We had to walk up hill both ways, too

I remember, back when I was in class 7N (for those disinclined to maths, that would make me 12/13).  As part of an exercise in... something, we had a grid of dots which he had to join up.  The dots we used, and the order we joined them up in, were uncovered by means of some maths.  The end result was supposed to be a polar bear.   Half-an-hour into the class, everyone was joining up the dots and making their bears.  I wasn’t.  I’d been fighting and fighting and fighting and I just couldn’t get it.  I had a round hole, and I was clutching a square peg in my hand.  I put my head on the desk, and started to cry.  It wasn’t the only time I’d cried in class 7N, just one of the first occasions that springs to mind.

The Daily Fail had an article about a new set of psychological conditions under consideration for inclusion in the ‘psychiatric bible’.  I was initially sceptical of these new conditions because--as far as I understand the medical system in America--there’s a very cosy relationship between those who decide if something is a disease or not, and those who make drugs to treat the disease.  Maybe that’s just hearsay, I’m really not in a position to judge.

Then I started thinking about Autism, ADHD, Aspger’s, and some of the things mentioned in the article like Intermittent Explosive Disorder.  None of these terms were in the public consciousness when I was at school.  You were a slow learner, or you were badly behaved.  Either way, you were expected to take responsibility for your actions.  Why this sudden rush to label all these things and throw drugs and treatments at them?

And what long-term good is sticking labels on these kids going to do, anyway...?  What if people had been aware of these sorts of things back when I was a kid as they are now?  Would I have been diagnosed with something? 

Might I, possibly, have been given the help and support I needed to function in society?  Would someone have sat me down, talked through these things with me, convinced me I wasn’t irreplaceably broken and given the tools for me to make a decent life for myself?  Would someone had done all that for me when I was 12, instead of when I was 27 and there was an awful lot more damage to undo?

So maybe the doctors aren’t just stickling medical labels on bad parenting or excusing naughty children by giving them disorders.  Maybe if a bit more of this sort of thing had been going on when I was a kid...

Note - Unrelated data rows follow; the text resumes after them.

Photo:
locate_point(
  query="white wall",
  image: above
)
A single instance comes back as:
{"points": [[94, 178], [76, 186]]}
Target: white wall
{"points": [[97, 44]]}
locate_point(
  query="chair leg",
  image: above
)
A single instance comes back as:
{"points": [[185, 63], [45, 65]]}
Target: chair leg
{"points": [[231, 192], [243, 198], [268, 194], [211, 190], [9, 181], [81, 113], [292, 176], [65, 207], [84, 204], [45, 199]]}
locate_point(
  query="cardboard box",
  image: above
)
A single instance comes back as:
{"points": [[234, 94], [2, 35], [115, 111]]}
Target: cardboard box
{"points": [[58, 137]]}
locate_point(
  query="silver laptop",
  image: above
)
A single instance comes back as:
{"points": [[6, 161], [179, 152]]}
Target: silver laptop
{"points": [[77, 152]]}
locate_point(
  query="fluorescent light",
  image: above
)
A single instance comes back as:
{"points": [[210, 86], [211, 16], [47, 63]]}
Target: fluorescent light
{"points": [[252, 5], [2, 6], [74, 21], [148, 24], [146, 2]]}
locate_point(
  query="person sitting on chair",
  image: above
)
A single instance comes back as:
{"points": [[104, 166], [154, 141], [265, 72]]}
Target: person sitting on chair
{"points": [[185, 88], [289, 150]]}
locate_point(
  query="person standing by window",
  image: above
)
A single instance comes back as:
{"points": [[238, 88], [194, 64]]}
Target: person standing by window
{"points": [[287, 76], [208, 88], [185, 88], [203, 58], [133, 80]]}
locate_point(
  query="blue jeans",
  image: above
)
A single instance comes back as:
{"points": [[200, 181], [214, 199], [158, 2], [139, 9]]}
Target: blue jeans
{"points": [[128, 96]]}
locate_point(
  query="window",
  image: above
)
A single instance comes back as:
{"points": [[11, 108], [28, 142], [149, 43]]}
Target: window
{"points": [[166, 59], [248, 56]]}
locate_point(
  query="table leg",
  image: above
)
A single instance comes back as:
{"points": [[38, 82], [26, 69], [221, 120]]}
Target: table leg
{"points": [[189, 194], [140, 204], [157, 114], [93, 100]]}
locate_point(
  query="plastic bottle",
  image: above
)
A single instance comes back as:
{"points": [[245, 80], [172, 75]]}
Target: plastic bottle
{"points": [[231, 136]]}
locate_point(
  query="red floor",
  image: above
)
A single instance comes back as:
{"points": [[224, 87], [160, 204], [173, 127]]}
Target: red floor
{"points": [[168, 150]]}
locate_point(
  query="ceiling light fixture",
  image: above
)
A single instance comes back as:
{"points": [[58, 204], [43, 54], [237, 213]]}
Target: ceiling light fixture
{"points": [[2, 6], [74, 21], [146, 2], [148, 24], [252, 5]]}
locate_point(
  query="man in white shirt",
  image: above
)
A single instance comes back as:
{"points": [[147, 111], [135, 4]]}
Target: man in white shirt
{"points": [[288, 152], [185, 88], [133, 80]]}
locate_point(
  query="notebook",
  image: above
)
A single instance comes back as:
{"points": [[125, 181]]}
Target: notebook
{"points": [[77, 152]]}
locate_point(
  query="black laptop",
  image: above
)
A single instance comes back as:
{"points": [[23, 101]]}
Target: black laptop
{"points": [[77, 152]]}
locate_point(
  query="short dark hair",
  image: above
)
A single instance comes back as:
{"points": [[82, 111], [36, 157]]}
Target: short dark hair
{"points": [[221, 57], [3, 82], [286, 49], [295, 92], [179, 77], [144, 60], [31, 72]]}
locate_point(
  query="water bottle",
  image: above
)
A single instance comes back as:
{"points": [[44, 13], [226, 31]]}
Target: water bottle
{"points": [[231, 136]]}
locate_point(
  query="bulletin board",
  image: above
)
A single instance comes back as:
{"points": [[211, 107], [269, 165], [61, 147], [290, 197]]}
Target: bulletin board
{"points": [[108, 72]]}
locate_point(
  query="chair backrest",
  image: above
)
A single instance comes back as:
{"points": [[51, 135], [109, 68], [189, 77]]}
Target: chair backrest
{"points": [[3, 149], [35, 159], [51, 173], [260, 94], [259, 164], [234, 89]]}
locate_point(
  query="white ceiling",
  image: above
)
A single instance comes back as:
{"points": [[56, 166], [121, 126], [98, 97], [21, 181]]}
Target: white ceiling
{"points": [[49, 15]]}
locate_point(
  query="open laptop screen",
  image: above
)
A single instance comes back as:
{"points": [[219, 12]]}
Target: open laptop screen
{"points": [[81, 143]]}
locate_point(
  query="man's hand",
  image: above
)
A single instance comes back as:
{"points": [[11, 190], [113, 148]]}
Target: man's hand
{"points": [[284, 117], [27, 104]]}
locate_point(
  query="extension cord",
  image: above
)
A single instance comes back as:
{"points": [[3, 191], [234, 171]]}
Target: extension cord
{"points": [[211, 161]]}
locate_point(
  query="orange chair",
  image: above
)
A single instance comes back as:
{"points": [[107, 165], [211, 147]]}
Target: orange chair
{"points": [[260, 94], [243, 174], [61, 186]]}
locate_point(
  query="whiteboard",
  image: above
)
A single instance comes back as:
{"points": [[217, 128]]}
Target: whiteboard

There’s no sense in wishing to change the past, of course.  I don’t think these conditions are necessarily labels or pigeon holes.  They’re just a way of saying, ‘ah, so that’s how your brain is working... that’s fine, this is the set of tools you need to deal with the world’.  Call it ADHD, hyperactivity or possession by witches, it don’t matter.  What matters is that someone sits down with you, tells you you’re not broken, gives you the tools you need and the support you need to learn how to use them.


Jo Thomas said...

Again, you hit the nail on the head. Ta, brother Fox :)

Foxie said...

I'm glad all my talking rings true for someone else!